Point cloud data fusion for enhancing 2d urban flood modelling

Vorawit Meesuk

Research output: ThesisDissertation (TU Delft)

2 Citations (Scopus)
182 Downloads (Pure)

Abstract

Modelling urban flood dynamics requires proper handling of a number of complex urban features. Although high-resolution topographic data can nowadays be obtained from aerial LiDAR surveys, such top-view LiDAR data still have difficulties to represent some key components of urban features. Incorrectly representing features like underpasses through buildings or apparent blockage of flow by sky trains may lead to misrepresentation of actual flood propagation, which could easily result in inadequate flood protection measures. Hence, proper handling of urban features plays an important role in enhancing urban flood modelling.
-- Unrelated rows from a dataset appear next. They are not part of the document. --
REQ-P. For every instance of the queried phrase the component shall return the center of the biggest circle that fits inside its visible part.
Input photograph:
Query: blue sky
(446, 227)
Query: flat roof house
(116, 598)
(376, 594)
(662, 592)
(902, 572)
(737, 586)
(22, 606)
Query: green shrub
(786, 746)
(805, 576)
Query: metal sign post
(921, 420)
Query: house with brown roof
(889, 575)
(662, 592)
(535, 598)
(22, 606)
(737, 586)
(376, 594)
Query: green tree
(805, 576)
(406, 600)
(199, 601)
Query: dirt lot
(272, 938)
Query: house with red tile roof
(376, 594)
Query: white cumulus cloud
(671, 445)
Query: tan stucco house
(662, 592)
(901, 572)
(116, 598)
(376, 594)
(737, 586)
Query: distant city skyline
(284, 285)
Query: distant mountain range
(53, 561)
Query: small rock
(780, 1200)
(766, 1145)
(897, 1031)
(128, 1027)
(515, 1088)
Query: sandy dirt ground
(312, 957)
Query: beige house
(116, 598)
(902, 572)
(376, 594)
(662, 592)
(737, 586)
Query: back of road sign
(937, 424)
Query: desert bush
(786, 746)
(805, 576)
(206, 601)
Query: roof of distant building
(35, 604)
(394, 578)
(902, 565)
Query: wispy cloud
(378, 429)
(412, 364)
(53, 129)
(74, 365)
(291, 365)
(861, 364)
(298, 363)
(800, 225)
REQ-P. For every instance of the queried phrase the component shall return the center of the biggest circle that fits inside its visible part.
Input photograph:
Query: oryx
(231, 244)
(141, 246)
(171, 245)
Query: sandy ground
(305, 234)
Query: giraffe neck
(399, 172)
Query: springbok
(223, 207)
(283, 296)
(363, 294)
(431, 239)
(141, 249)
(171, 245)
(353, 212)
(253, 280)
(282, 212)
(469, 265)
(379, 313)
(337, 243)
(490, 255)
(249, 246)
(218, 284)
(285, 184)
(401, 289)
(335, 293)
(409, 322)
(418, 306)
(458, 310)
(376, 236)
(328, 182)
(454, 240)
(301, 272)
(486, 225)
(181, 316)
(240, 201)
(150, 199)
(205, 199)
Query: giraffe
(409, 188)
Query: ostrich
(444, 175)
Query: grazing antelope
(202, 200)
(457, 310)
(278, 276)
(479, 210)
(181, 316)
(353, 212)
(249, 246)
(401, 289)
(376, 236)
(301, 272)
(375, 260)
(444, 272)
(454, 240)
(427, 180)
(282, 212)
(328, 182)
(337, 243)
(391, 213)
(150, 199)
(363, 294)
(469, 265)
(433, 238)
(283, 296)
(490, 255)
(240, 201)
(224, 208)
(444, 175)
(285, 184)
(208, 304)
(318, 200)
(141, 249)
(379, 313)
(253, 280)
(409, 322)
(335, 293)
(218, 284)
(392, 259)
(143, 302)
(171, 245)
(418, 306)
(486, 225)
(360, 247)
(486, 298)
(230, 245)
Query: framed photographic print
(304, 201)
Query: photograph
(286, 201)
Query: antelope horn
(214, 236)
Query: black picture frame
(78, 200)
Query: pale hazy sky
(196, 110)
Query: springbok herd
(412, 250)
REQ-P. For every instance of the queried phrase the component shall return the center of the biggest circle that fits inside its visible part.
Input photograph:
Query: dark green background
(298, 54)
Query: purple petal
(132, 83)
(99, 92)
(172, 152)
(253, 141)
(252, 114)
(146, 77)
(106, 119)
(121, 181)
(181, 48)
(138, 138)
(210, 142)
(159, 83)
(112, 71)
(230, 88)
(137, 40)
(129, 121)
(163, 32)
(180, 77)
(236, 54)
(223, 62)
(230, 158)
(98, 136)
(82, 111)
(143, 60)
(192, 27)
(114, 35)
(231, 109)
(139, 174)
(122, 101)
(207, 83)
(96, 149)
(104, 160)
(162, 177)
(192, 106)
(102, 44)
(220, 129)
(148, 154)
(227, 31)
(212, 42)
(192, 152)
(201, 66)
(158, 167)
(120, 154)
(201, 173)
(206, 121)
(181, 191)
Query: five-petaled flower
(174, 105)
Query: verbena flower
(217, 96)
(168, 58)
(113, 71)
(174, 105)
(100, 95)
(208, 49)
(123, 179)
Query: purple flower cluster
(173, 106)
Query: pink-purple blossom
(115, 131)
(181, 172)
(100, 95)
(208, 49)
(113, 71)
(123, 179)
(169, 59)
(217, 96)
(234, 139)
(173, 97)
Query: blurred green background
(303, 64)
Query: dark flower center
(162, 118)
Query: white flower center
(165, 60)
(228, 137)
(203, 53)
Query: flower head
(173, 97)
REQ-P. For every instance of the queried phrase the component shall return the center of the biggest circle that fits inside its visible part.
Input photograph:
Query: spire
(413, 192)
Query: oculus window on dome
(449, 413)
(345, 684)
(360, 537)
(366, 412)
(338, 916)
This research explores present-day capabilities of using computer-based environments to merge side-view Structure from- Motion data acquisition with top-view LiDAR data to create a novel Multi-Source Views (MSV) topographic representation for enhancing 2D model schematizations. A new MSV topographic data environment was explored for the city of Delft and compared with the conventional top-view LiDAR approach. Based on the experience gained, the effects of different topographic descriptions were explored for 2D urban flood models of (i) Kuala Lumpur, Malaysia for the 2003 flood event; and (ii) Ayutthaya, Thailand for the 2011 flood event. It was observed that adopting the new MSV data as the basis for describing the urban topography, the numerical simulations provide a more realistic representation of complex urban flood dynamics, thus enhancing conventional approaches and revealing specific features like flood watermarks identification and helping to develop improved flood-protection measures.
Original languageEnglish
Awarding Institution
  • Delft University of Technology
Supervisors/Advisors
  • Mynett, Arthur, Supervisor
  • Vojinovic, Zoran, Supervisor, External person
Award date14 Jun 2017
Publisher
Electronic ISBNs978-1-138-30617-2
Publication statusPublished - 2017

Bibliographical note

Dissertation submitted in fulfillment of the requirements of the Board for Doctorates of Delft University of Technology and of the Academic Board of the UNESCO-IHE Institute for Water Education.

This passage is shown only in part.